Sendo “liberdade” algo que alguns compreendem como a propriedade que tenho
sobre mim mesmo, ninguém poderia me obrigar a portar uma máscara médica, a ficar em casa, a cuidar de meu
corpo, a não ser que ele tenha meu consentimento para isto. Afinal, como disse
o sr. Bolsonaro em outra de suas ocasiões de reflexão filosófica: “Se eu me
contaminei, é responsabilidade minha, ninguém tem nada a ver com isso”.
Ao menos, tudo isto serve para mostrar o tipo de
monstruosidade social legitimada pelo discurso que reduz a liberdade à
propriedade de si. Desde que aceitamos essa premissa, as consequências são o
discurso do ocupante atual da presidência da República. E de nada adianta
afirmar coisas como: “mas o exercício da propriedade que tenho de mim mesmo
deve estar submetida a respeito pelo risco a vida do outro”. Pois eles poderão
sempre perguntar ( e, novamente, com certa consistência): mas quem decide quais
são os “riscos relevantes” ao outro? Por que devo admitir que o estado ou
cientistas que se colocam como sábios oraculares decidiram o que é “risco
relevante”?
A única maneira realmente consequente é recusar essa
liberdade que se realiza no genocídio. Liberdade não é ser proprietário de mim
mesmo, mas compreender que estou em um sistema de mútua dependência que exige o
reconhecimento da racionalidade de afetos de solidariedade genérica. O corpo
que chamo de meu não é simplesmente meu corpo. Ele também é, entre outras
coisas, um veículo de contágio, ou seja, ele é a sua maneira uma
parte do corpo social e deve também ser tratado como tal. Um afeto dessa
natureza é tudo os que sustentam esse Governo e sua indiferença genocida querem
que não emerja. Porque ele se realiza na igualdade real e em uma mutualidade
que ainda não existe, mas que pode existir.
A maioria brasileira que ainda não tem voz saberá como
rejeitar esse individualismo possessivo que é a verdadeira forma de violência.
Pois o verdadeiro embate é pela construção de uma liberdade real que nunca
aceitará que mais de 28.000 brasileiras e brasileiros mortos é uma
fatalidade natural, como a queda das folhas no outono.
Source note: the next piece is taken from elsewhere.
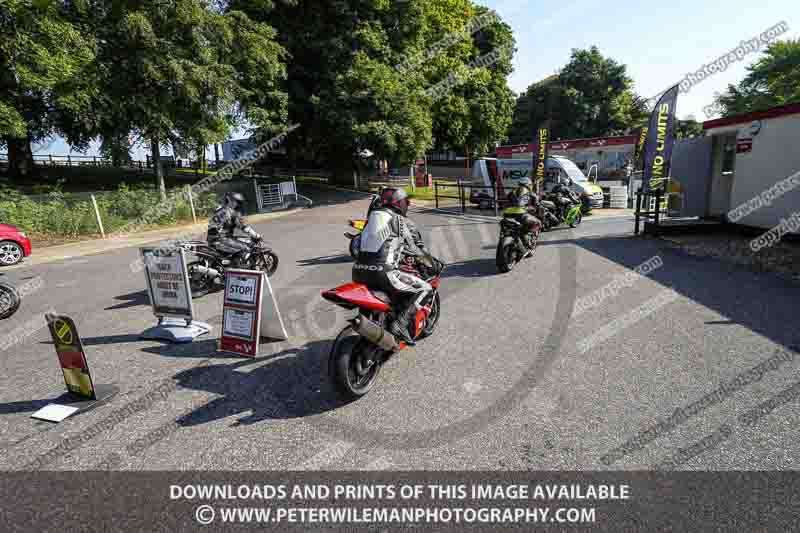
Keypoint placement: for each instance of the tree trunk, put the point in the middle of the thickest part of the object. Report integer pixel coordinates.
(156, 151)
(20, 157)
Para finalizar, não podemos mais aceitar as chantagens que
nos foram impostas. Nossas ações devem ser mais efetivas a partir de agora.
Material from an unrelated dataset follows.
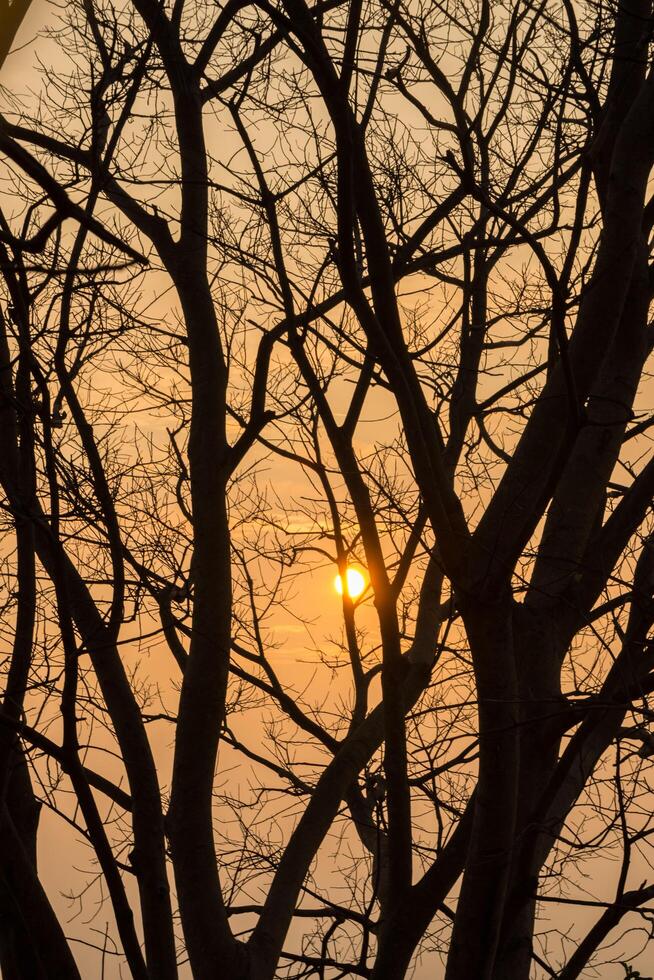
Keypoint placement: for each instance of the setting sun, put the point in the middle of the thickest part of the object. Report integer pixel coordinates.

Redes de boicotes a empresas que sustentam essa política da morte,
manifestações de rua pelo impeachment do Governo que respeitem exigências de
segurança sanitária (como vimos em Israel). Pois a queda desse Governo não será
apenas a queda desse governo. Será dar a maioria sua verdadeira força de recusa
e abrir o caminho para que ela possa começar a criar.
Vladimir Safatle é professor titular do Departamento de Filosofia da Universidade de São Paulo.